Dai pastafariani ai maradoniani, sono circa trecento le nuove forme di
fede in Italia, che tra il pullulare di sette e santoni, mitizzano le
realtà più diverse senza trovare la via alla comprensione del sacro.
Il dato è emerso durante il convegno “Il sacro, la memoria, il
tempo”, organizzato nei giorni scorsi al Villino Ricci dall’Istituto
Camillo Bellieni per analizzare, attraverso un confronto tra studiosi,
teologi, scienziati e artisti, lo smarrimento dei valori dell’uomo
contemporaneo.
Un’iniziativa molto partecipata il cui senso è stato suggellato dalla
presenza di una copia della sacra sindone a grandezza naturale,
realizzata dalle Acli di Oristano per stimolare la riflessione e
l’interesse intorno ai segni della fede.
Profondo e articolato l’intervento di Gaspare Mura della Pontificia
Università Urbaniana, sull’ambiguo ritorno del sacro nella cultura
post moderna. Una cultura caratterizzata a suo dire dal relativismo
esistenziale, che trova riscontro anche nelle scienze umane, come
sociologia o psicanalisi. Sarebbe questa una delle cause del dilagare
di tante nuove forme di fede.
Tra le citazioni di Gadamer, Levinas e altri filosofi, altro chiaro
riferimento è stato quello a Ratzinger, per cui, al fine di orientarsi
e salvaguardare la fede autentica dal sacro che apparteneva già ai
miti del paganesimo, la Chiesa si è avvalsa fin dalle origini del
logos della filosofia.
Un collegamento tra la sacralità e i valori umani è stato fatto da
monsignor Corrado Melis, vescovo di Ozieri.

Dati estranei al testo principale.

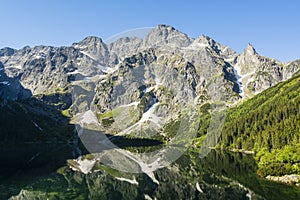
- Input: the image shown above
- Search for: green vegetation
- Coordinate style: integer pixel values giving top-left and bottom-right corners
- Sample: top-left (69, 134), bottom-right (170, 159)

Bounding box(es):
top-left (221, 75), bottom-right (300, 176)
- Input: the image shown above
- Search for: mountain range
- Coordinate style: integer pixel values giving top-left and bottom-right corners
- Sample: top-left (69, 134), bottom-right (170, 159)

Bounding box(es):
top-left (0, 25), bottom-right (300, 199)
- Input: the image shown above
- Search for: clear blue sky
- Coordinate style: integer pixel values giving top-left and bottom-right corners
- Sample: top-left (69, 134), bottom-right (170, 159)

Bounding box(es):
top-left (0, 0), bottom-right (300, 62)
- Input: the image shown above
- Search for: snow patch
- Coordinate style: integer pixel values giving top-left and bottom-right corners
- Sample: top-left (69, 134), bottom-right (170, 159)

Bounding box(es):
top-left (80, 51), bottom-right (97, 61)
top-left (31, 120), bottom-right (43, 131)
top-left (67, 69), bottom-right (79, 75)
top-left (116, 177), bottom-right (139, 185)
top-left (119, 101), bottom-right (140, 108)
top-left (80, 110), bottom-right (98, 124)
top-left (0, 81), bottom-right (10, 86)
top-left (70, 158), bottom-right (96, 174)
top-left (224, 57), bottom-right (235, 62)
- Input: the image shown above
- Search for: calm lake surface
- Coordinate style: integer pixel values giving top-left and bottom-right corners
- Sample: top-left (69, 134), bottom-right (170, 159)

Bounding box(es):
top-left (0, 144), bottom-right (300, 200)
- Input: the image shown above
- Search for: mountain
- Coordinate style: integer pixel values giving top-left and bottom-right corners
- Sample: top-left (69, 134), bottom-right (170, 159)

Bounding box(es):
top-left (221, 75), bottom-right (300, 176)
top-left (0, 25), bottom-right (300, 198)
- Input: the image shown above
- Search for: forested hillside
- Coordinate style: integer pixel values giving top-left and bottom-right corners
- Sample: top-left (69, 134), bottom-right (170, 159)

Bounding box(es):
top-left (220, 75), bottom-right (300, 176)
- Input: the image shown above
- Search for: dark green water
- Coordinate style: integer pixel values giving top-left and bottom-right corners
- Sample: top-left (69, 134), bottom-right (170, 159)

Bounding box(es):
top-left (0, 145), bottom-right (300, 200)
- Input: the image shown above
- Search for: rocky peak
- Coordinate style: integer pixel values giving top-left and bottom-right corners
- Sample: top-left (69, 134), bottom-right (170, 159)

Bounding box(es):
top-left (73, 36), bottom-right (103, 46)
top-left (243, 43), bottom-right (257, 55)
top-left (142, 25), bottom-right (193, 48)
top-left (108, 37), bottom-right (143, 60)
top-left (0, 47), bottom-right (16, 57)
top-left (72, 36), bottom-right (109, 65)
top-left (237, 44), bottom-right (261, 74)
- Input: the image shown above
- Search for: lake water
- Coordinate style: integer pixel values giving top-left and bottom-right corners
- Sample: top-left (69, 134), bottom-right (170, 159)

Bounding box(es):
top-left (0, 144), bottom-right (300, 200)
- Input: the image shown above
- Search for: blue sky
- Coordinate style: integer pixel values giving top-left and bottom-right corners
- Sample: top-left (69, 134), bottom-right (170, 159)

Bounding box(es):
top-left (0, 0), bottom-right (300, 62)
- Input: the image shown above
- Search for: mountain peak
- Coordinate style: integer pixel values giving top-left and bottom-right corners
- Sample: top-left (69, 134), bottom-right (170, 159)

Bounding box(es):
top-left (79, 36), bottom-right (103, 44)
top-left (143, 24), bottom-right (192, 48)
top-left (244, 43), bottom-right (257, 55)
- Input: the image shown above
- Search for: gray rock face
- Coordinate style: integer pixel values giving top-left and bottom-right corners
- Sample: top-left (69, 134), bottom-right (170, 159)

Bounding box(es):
top-left (108, 37), bottom-right (143, 61)
top-left (0, 25), bottom-right (299, 101)
top-left (234, 44), bottom-right (300, 96)
top-left (0, 62), bottom-right (32, 100)
top-left (141, 25), bottom-right (193, 49)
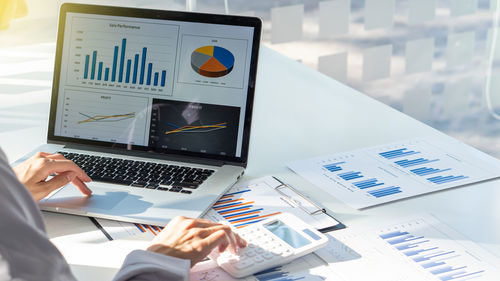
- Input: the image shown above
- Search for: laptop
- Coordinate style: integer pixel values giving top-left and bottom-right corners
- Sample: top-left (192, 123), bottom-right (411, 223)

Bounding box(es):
top-left (13, 4), bottom-right (262, 225)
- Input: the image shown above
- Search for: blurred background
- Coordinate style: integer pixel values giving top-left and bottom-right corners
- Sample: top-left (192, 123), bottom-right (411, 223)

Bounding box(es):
top-left (0, 0), bottom-right (500, 157)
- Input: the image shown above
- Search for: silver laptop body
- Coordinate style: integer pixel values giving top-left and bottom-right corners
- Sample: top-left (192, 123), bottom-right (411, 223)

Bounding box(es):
top-left (16, 4), bottom-right (261, 225)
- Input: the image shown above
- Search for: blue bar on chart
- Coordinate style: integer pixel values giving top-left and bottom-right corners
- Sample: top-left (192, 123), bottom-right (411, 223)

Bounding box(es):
top-left (410, 167), bottom-right (451, 176)
top-left (427, 176), bottom-right (468, 184)
top-left (379, 148), bottom-right (420, 159)
top-left (413, 251), bottom-right (455, 262)
top-left (379, 231), bottom-right (484, 281)
top-left (146, 63), bottom-right (153, 86)
top-left (212, 189), bottom-right (281, 228)
top-left (379, 231), bottom-right (410, 239)
top-left (153, 72), bottom-right (159, 86)
top-left (132, 54), bottom-right (139, 84)
top-left (118, 38), bottom-right (127, 83)
top-left (97, 61), bottom-right (102, 81)
top-left (161, 70), bottom-right (167, 87)
top-left (323, 161), bottom-right (345, 173)
top-left (430, 266), bottom-right (467, 275)
top-left (439, 270), bottom-right (484, 281)
top-left (90, 51), bottom-right (97, 80)
top-left (338, 172), bottom-right (363, 181)
top-left (83, 38), bottom-right (167, 87)
top-left (139, 48), bottom-right (148, 85)
top-left (353, 178), bottom-right (384, 189)
top-left (396, 240), bottom-right (429, 251)
top-left (394, 158), bottom-right (439, 168)
top-left (386, 234), bottom-right (424, 245)
top-left (111, 46), bottom-right (118, 82)
top-left (404, 247), bottom-right (438, 257)
top-left (125, 60), bottom-right (132, 83)
top-left (421, 261), bottom-right (446, 269)
top-left (254, 267), bottom-right (296, 281)
top-left (83, 55), bottom-right (90, 79)
top-left (368, 186), bottom-right (402, 198)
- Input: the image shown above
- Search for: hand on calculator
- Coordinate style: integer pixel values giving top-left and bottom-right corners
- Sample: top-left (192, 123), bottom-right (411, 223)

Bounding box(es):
top-left (209, 214), bottom-right (328, 278)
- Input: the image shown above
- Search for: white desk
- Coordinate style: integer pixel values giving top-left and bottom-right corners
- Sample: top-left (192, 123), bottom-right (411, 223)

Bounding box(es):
top-left (0, 44), bottom-right (500, 276)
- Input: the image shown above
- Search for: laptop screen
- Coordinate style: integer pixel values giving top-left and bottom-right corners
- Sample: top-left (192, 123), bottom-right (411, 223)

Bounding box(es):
top-left (49, 4), bottom-right (260, 162)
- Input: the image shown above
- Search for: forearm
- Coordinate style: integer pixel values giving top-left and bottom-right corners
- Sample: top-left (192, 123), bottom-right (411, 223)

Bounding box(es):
top-left (114, 250), bottom-right (191, 281)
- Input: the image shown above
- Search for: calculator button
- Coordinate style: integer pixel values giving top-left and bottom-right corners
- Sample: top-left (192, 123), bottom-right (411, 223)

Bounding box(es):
top-left (271, 247), bottom-right (283, 255)
top-left (234, 259), bottom-right (253, 270)
top-left (245, 250), bottom-right (255, 257)
top-left (262, 252), bottom-right (274, 260)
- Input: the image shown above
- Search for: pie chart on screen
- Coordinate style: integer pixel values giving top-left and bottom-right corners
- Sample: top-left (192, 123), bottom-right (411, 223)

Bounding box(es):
top-left (191, 46), bottom-right (234, 78)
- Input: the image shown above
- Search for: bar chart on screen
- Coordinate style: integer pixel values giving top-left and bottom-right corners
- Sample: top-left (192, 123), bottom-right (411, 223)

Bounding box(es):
top-left (316, 214), bottom-right (500, 281)
top-left (66, 17), bottom-right (178, 95)
top-left (288, 137), bottom-right (500, 209)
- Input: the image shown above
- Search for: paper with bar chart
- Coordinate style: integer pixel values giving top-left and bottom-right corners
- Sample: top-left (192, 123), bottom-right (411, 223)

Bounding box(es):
top-left (66, 17), bottom-right (179, 95)
top-left (96, 218), bottom-right (163, 240)
top-left (315, 214), bottom-right (500, 281)
top-left (288, 137), bottom-right (500, 209)
top-left (204, 177), bottom-right (339, 229)
top-left (58, 90), bottom-right (148, 145)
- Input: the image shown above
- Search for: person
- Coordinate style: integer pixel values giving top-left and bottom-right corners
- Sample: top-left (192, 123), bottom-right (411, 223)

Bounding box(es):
top-left (0, 149), bottom-right (246, 281)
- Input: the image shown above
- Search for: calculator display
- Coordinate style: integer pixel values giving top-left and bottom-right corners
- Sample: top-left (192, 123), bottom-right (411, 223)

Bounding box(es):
top-left (263, 220), bottom-right (311, 249)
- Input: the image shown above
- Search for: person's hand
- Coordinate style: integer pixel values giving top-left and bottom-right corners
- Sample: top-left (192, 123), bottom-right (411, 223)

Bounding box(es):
top-left (13, 152), bottom-right (92, 201)
top-left (148, 216), bottom-right (247, 267)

C’è un ritorno verso la spiritualità necessario non solo al fine di
recuperare la dimensione divina – ha spiegato l’alto prelato – ma
anche quella umana, che trasversalmente abbraccia le nostre relazioni
e i valori.
La sacralità dell’arte è stata invece indagata da Roberto Puzzu.
Prendendo le mosse da “Lo spirituale nell’arte” di Kandinsky, Puzzu ha
illustrato il virtuoso esperimento d’arte realizzato negli spazi di
Molineddu a pochi chilometri da Sassari.
Il tema del tempo è stato approfondito dal punto di vista delle
neuroscienze dalla docente dell’Uniss Franca Deriu, che ha spiegato il
rapporto tra tempo e memoria, e come le emozioni e lo stato mentale
riescano ad alterarne la percezione.
Daniela Masia, dirigente delle Acli di Oristano, ha proposto
un’analisi sul tempo della collettività e quello dell’individualità,
dalla quale è emerso un fenomeno di smarrimento della socialità
contemporanea. A concludere gli interventi è stato Michele Pinna,
direttore scientifico Is.Be, che ha illustrato la sacralità del vivere
e morire in Salvatore Satta, autore de “Il giorno del giudizio” e
grande giurista, introducendo il concetto di una dimensione sacrale
anche all’interno della sfera del diritto. Una dimensione che nella
lezione del grande scrittore travalica i confini della scienza
giuridica per proiettarsi in una dimensione trascendente.